Leishmania donovani causes the disease kala-azar or visceral leishmaniasis, with following characteristics-
1. Pyrexia:
Continuous or discontinuous fever during initial phase of the disease, waves of pyrexia may follow later on.
2. Splenic enlargement:
The spleen shows various degrees of enlargement. In severe infection spleen may extend well below the level of the umbilicus. The capsule covering spleen is often thickened due to perisplenitis.
3. Liver enlargement:
Liver is less frequently enlarged than the spleen in kala-azar. The Kuffer’s cells are greatly enlarged both in size and number as their cytoplasm gets packed with the parasites. Normally jaundice does not appear in kala-azar unless liver is greatly damage.
4. Changes in bone marrow:
Leishmania infection causes hyperplasia (abnormal increase in the number of normal cells) and a profound disturbance in the haemopoietic activities of the bone marrow. Leucopenia (neutropenia) and monocytosis occurs which reduces the resistence of the body against other infections.
5. Skin:
In kala-azar patient the skin over the entire body become dry, rough, harsh and often darkened The hair tends to be brittle and falls out. In few cases cutaneous lessions may appear.
6. Anaemia in kala-azar:
Profound anaemia may occur in kala-azar. The possible reason for this is haemolysis and destruction of RBC’s in the spleen of the patient.

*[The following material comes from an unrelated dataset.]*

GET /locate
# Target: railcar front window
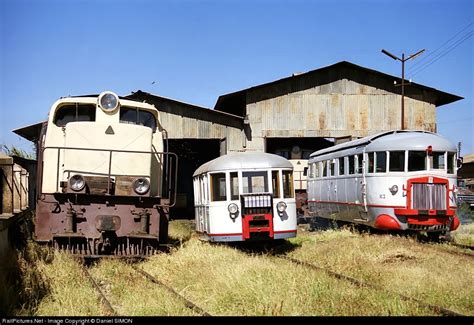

7. Changes in lymph nodes:
The lymphatic glands are frequently enlarged. Parasites have been observed in the lymph nodes from cases occuring in China and Mediterrean.
8. Changes in intestine:
Intestinal lession in kala-azar patients may appear as a secondary infection.

Treatment:

The mortality in untreated patients is high, from 90 to 95 per cent in adults and from 75 to 85 per cent in children. The patient usually die within two years. Death usually occurs from complications, anaemia or toxemia. Proper treatment through systematic chemotherapy, along with high protein and vitamin diet has reduced the mortality rate considerably.
Following drugs are used to treat the kala-azar patient-
1. Pentavalent antimony compounds like urea stibamine, neostum, neostibosan, aminostiburea, sodium-antimony-gluconate etc. are the drugs of choice.
2. Pentamidine isethionate-a synthetic non-metallic compound is also being recommended.
Prophylaxis:
The preventive measures are as follows-
1. Control of vector (sandfly) population by using effective insecticides.
2. Prevention of sandfly bite by using mosquito net, door and window screen, periodic fumigation and avoiding, the ground floor for sleeping purposes.
3. Effective treatment of patient by specific drugs.